L'école temporaire d'Amatrice, remplacée aujourd'hui par une nouvelle
L'école temporaire d'Amatrice, remplacée aujourd'hui par une nouvelle © AFP / Tiziana FABI

Treize mois plus tard, l'inauguration de cette école est donc une excellente nouvelle ! Surtout quelques jours après la rentrée des classe : elle signifie le retour à la normalité.

Tout un symbole donc et en plus, un record en soi ! Cet ensemble scolaire a été construit en 24 jours ! Une vraie réussite pour une architecture simple mais vraiment antisismique. Le seul problème, c'est qu'il n'y a pas d'élèves pour la remplir.

Parce que pour qu'il y ait des élèves, il faut qu'il y ait aussi des maisons dans lesquelles vivent des familles. Or ces fameuses maisons promises par l'Etat italien aux sinistrés au lendemain du séisme ne sont toujours pas sorties de terre.

Elles devaient être livrées au printemps ces fameuses maisons.
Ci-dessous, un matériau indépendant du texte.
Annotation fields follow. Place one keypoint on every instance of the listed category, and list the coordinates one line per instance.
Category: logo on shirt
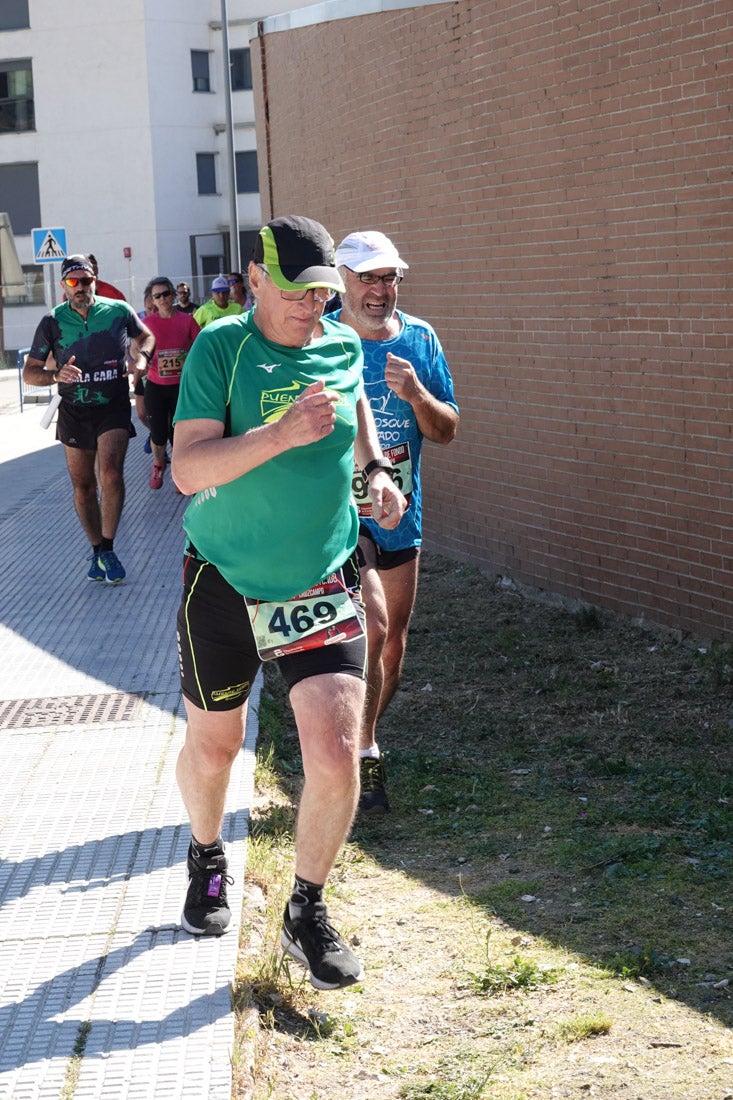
(275, 403)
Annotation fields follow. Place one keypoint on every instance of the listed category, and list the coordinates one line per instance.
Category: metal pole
(233, 213)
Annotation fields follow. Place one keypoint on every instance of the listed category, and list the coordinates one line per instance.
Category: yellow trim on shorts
(201, 567)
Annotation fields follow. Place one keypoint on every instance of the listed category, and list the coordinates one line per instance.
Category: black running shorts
(387, 559)
(80, 426)
(161, 406)
(217, 656)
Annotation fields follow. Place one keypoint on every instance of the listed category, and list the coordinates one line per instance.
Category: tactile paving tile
(93, 832)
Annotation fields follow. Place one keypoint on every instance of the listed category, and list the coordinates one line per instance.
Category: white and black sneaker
(206, 911)
(313, 942)
(372, 796)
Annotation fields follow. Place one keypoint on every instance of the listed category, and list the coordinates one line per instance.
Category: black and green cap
(298, 254)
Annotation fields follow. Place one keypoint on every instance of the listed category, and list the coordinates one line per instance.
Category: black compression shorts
(387, 559)
(80, 426)
(161, 406)
(217, 656)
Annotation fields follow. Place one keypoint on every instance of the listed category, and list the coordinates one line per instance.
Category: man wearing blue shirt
(411, 393)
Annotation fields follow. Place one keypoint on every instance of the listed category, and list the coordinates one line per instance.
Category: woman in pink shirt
(174, 333)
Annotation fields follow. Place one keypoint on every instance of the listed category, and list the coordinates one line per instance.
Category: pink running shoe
(156, 477)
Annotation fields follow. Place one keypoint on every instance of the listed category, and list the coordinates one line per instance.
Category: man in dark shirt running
(85, 340)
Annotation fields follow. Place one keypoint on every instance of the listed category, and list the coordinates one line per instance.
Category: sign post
(48, 248)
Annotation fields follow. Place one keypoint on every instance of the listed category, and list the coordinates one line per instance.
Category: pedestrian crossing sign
(48, 245)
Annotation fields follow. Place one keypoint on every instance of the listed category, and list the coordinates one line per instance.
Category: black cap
(77, 263)
(297, 252)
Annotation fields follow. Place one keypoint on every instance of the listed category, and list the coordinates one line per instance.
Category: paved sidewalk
(93, 832)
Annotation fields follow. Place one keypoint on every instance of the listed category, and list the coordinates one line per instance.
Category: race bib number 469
(320, 616)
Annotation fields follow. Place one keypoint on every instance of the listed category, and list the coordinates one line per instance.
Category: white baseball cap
(365, 252)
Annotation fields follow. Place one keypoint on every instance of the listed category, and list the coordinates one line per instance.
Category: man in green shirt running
(93, 344)
(270, 419)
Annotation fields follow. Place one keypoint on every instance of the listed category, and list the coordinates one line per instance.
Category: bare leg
(212, 741)
(389, 596)
(328, 714)
(111, 449)
(400, 586)
(376, 629)
(141, 410)
(80, 466)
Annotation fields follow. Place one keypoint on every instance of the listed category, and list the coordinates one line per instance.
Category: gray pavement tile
(93, 832)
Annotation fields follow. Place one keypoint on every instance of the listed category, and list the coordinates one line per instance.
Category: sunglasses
(86, 281)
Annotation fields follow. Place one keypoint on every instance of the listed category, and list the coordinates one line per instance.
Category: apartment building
(113, 127)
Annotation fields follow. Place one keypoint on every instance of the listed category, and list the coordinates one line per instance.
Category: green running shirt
(287, 524)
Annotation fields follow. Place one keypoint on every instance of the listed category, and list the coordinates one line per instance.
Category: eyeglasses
(371, 279)
(87, 281)
(321, 294)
Sauf que tout a pris du retard, que la légendaire bureaucratie italienne s'en est mêlée, sans même parler des élections locales qui ont tout ralenti : conclusion, le terrain est à peine nivelé.

L'école, elle, n'a pas été construite par l'Etat italien : elle a été offerte par un pool d'entreprises et de fondations. A priori, c'est vite vu : la leçon de cette histoire c'est que l'Etat promet beaucoup et tient peu, alors que le privé, lui, est efficace et rapide.

Si l'Etat italien est si lent, c'est qu'il a retenu les leçons de la reconstruction de L'Aquila, en 2009. En voulant faire vite, en supprimant des contrôles, les subventions s'étaient retrouvées entre les mains d'entreprises liées à la mafia.

Pas question donc de reproduire les mêmes erreurs : les maisons d'Amatrice seront reconstruites mais on n'épargnera à aucun entrepreneur les contrôles tatillons et donc protecteurs de l'administration italienne. Lent mais juste !

On reste en Italie dans la ville natale de Umberto Eco

La ville d'Alessandria, non loin de Turin, où l'auteur du Nom de la rose est né et où il a vécu jeune. Justement, un an et demi après sa mort, ces habitants d'Alessandria ont voulu lui rendre hommage en rebaptisant en son honneur le lycée où il a étudié. Tout le monde était d'accord : la veuve d'Umberto Eco, ses proches, le directeur du lycée, le ministère. Tout le monde, sauf le nouveau maire. Il s'appelle Gianfranco Cuttina, il a été élu en juin sur une liste populiste de la Ligue du Nord.

Comment justifie-t-il ce refus ? D'abord, il explique que le lycée porte le nom de deux illustres scientifiques italiens, pourquoi leur faire ce déshonneur ? Ensuite, qu'Umberto Eco mérite mieux qu'un simple lycée. Un musée, par exemple, qui reste à construire. Mais il y a une autre raison, beaucoup moins noble. Umberto Eco, ses 43 doctorats honoris causa, sa réputation mondiale, c'est l'Italie d'en haut. Or le nouveau maire a voulu commencer son mandat par un acte de résistance dont Eco a été la victime.

Maintenant, et entre nous, cette polémique si italienne, qui fleure bon Pepone contre Don Camillo, doit bien faire rigoler l'écrivain, où qu'il soit aujourd'hui.